I wrote a book called Decomposed: The Political Ecology of Music (2019). It's about the history of what recordings are made of, and what happens to those recordings when they are disposed of. I focus on three materialities—shellac, plastic, data—which correspond to the main commercial recording formats since 1900: 78s, LPs, 45s, cassettes, CDs, audio files. Common sense suggests that the history of recorded music has been a progress of dematerialization—an evolution from physical discs to invisible digits. Decomposed shows that recorded music has always been a significant exploiter of both natural and human resources, and that its reliance on these resources is more problematic today than ever before. The book received an IASPM International Book Prize, an IASPM-Canada Book Prize, and a PROSE Award from the Association of American Publishers. It was an Honorable Mention for the IASPM-US Woody Guthrie Award.
I coedited a related book called Audible Infrastructures: Music, Sound, Media (2021). It looks at the social life and social death of various musical commodities in terms of three phases: resources and production, circulation and transmission, failure and waste.
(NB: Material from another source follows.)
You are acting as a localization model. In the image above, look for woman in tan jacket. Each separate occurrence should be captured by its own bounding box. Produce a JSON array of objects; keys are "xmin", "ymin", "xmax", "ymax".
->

We ask how these phases influence and respond to musical conventions, environmental realities, and political-economic conditions in industrializing and industrialized parts of the world.
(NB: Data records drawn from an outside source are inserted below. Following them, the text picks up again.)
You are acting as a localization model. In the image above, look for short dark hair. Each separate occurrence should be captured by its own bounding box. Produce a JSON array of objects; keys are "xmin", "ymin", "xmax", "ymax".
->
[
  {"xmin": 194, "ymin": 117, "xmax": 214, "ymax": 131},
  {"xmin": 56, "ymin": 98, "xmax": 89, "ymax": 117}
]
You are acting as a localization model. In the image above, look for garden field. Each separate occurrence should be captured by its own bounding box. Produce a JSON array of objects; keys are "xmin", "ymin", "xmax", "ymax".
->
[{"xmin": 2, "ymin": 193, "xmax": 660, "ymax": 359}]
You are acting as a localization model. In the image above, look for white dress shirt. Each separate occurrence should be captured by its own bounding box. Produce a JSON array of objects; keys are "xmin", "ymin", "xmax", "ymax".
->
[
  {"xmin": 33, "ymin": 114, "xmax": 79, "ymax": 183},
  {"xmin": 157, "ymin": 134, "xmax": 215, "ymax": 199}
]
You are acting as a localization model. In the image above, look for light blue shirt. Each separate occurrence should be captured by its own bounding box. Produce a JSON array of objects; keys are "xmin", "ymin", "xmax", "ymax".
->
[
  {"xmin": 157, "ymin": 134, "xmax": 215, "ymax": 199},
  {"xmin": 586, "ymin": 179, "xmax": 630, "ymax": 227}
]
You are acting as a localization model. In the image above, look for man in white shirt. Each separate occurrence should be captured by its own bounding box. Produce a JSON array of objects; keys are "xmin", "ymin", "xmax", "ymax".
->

Most of my other publications are about histories, cultures, and theories of sound reproduction. I coedited Living Stereo: Histories and Cultures of Multichannel Sound (2015) and I coauthored work on gender and social inequalities in music technology for Twentieth-Century Music (2015) and the Contemporary Music Review (2016).
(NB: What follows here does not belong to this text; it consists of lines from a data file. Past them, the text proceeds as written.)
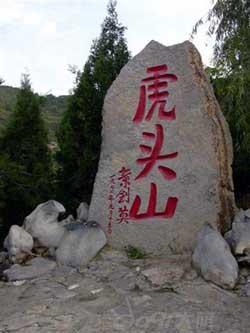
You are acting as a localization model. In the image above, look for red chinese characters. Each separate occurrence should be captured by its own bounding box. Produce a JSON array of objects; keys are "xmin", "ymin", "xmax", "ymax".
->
[
  {"xmin": 130, "ymin": 183, "xmax": 178, "ymax": 219},
  {"xmin": 106, "ymin": 64, "xmax": 179, "ymax": 232},
  {"xmin": 136, "ymin": 124, "xmax": 178, "ymax": 180},
  {"xmin": 133, "ymin": 65, "xmax": 177, "ymax": 123},
  {"xmin": 130, "ymin": 64, "xmax": 179, "ymax": 221}
]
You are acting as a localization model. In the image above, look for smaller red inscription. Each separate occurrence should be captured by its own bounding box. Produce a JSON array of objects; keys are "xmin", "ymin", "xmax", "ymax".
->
[
  {"xmin": 116, "ymin": 167, "xmax": 131, "ymax": 224},
  {"xmin": 118, "ymin": 167, "xmax": 131, "ymax": 189},
  {"xmin": 117, "ymin": 206, "xmax": 129, "ymax": 224},
  {"xmin": 107, "ymin": 175, "xmax": 116, "ymax": 234}
]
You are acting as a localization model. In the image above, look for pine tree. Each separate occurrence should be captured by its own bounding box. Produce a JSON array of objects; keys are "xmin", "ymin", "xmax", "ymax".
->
[
  {"xmin": 57, "ymin": 0, "xmax": 130, "ymax": 209},
  {"xmin": 0, "ymin": 74, "xmax": 53, "ymax": 231}
]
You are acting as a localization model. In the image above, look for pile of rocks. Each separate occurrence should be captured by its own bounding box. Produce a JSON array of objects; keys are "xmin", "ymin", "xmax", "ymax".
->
[
  {"xmin": 2, "ymin": 198, "xmax": 250, "ymax": 294},
  {"xmin": 1, "ymin": 200, "xmax": 107, "ymax": 281},
  {"xmin": 192, "ymin": 208, "xmax": 250, "ymax": 290}
]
Music sociology is my other main interest—especially the field's pasts and prospects—and here I coedited The Routledge Reader on the Sociology of Music (2015).
Teaching and Supervision
I’m always happy to hear from prospective students working in my main fields of interest: music studies, sound studies, media studies, infrastructure studies, sociology of music, cultural sociology, material culture, science and technology studies. I encourage projects that are conceptually adventurous, politically engaged, and empirically grounded. Some of my teaching contributions include:
- The Political Ecology of Music
- Music, Technology, and Society
- Musikkvitenskapens forskningsfelt
- Music and Cultural Studies
- Research Seminar in Popular Music
- Metodologisk emne: Musikk, kultur, samfunn
- Popular Music and Dust: Archives, Memory, Heritage, Historiography
- Thesis Seminar in Musicology
- Film Music
Before joining the University of Oslo in 2015, I taught at City University of London and Worcester College, University of Oxford. At Oxford, I also worked with the Music and Digitization Research Group.